Justin Threlkeld
Experience designer, strategist, and architect

The Motivating-Uncertainty Effect builds better habits?

Expanded and edited from a contribution I made to an OpenIDEO challenge

The team over at Cognitive Lode have a great writeup on how uncertain rewards might actually boost motivation towards a goal. Additional findings indicate that this strategy might in fact help deepen habits resulting from that goal. I've been investigating how this approach might relate a health-focused habit-building app.

A key takeaway from the article:

"[An uncertain reward] provides a more sustainable way to be healthy: Focusing on the journey rather than the destination seems to be a better way of staying on track and motivated: The feeling is the goal."

For example, one strategy we've explored centers on rewarding an individual with a concrete reward up front, something to start the habit, and following that with an uncertain reward: "you've logged your first three days of drinking more water! Here's a reward for your hard work.
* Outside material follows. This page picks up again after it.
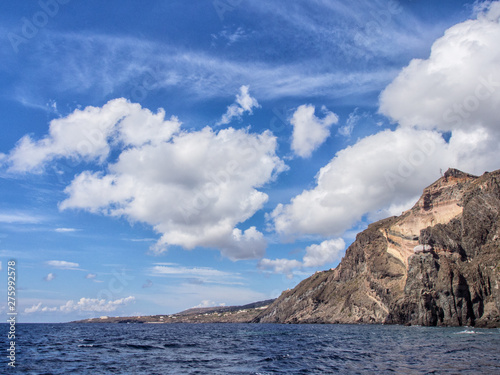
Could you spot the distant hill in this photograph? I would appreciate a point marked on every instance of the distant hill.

Log ten more days and we'll send you another reward—but the details are a secret, you'll have just have to find out ;)"

However, this runs contrary to ideas surrounding uncertainty avoidance and ambiguity aversion, as it is commonly believed that most people find any amount of uncertanty to contain some degree of risk. Perhaps this is the balancing act: finding a point where the lowest possible reward leave little enough risk that the individual still gladly accepts that risk. Or perhaps there's another mechinism at work, one that overrides an individual's risk aversion.

We have yet to move this into actual user testing, but the initial exploration is showing promise. Of note if the point that this works better with smaller rewards, meaning you could potentially make a limited reward budget (or even no-value rewards) go significantly further.